三越伊勢丹ホールディングス(HD)は、2024年度(25年3月期)を最終年度とした中期経営計画を発表し、営業利益350億円の達成を掲げた。コロナ下からの回復を急ピッチで進め、13年度の過去最高益346億円を更新する。優良顧客との結びつきの強化によって百貨店事業の再生を図るほか、10年後の長いスパンでは不動産事業、金融事業で営業利益の半分を稼ぐ構造に移行し、営業利益500億円を目指す。
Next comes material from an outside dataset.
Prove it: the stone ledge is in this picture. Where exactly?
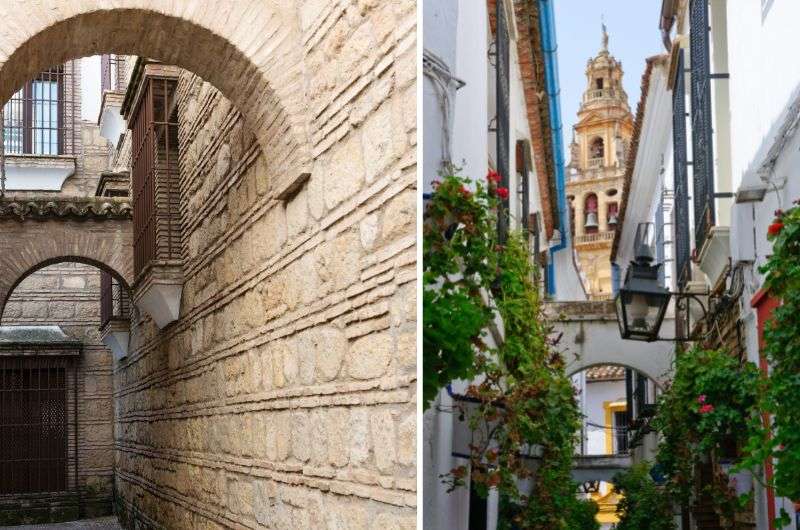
[0,197,133,221]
「百貨店を科学する」「顧客を貯める」。10日にオンラインで開催した会見で、細谷敏幸社長が繰り返した中計のキーワードだ。
「百貨店を科学する」とは主に収支構造改革を指す。従来の百貨店の常識に照らした手法を抜本的に見直す。百貨店事業の売り場の収益を細かく分析した上で、従業員を配置する。マーケティング投資ついても顧客分類の収益に基づき予算を最適化する。百貨店事業の従業員シェアを減らし、強化分野とする不動産や金融など他の事業に振り分ける。この数年間の固定費の削減によって収益構造は改善された。その路線をさらに推し進め、稼げる分野に経営資源を集中的に投じる。
「顧客を貯める」とは、MIカードをはじめとした認識顧客を増やすこと。一等地の集客力に頼ったマス戦略から、深くつながることのできる個客戦略にシフトする。デジタルツールを活用して、店舗を離れても親密なコミュニケーションがとれるようにする。特に伊勢丹新宿本店と三越日本橋本店においては認識顧客の比率を現在よりも10ポイント増の60%超に高める。
現在MIカードの会員は約210万人。これにEC(ネット通販)の普及に伴い増加するデジタルIDの会員なども加えて認識顧客を拡大する。認識顧客による売上高は19年度で4512億円(MIカード会員)。これに24年度に5800億円(MIカード会員、デジタルID会員の合計)にする。
認識顧客の中で特に重視するのが、年間100万円以上の買い物をする上顧客だ。消費意欲が旺盛な外商などの上顧客へのサービスを手厚くする。年間100万円以上購買するMIカード会員の売上高は19年度に1806億円だったが、24年度には2300億円に増やす。
「科学」のデータと「顧客」のニーズに基づき、商品構成も変える。伊勢丹新宿本店と三越日本橋本店の両基幹店では、婦人服・雑貨の売り上げシェアを集約し、ラグジュアリーブランドや宝飾・時計の高級品を拡大する。ラグジュアリーブランドと宝飾・時計の売り上げシェアは19年度の23%に対して、24年度は27%を予定する。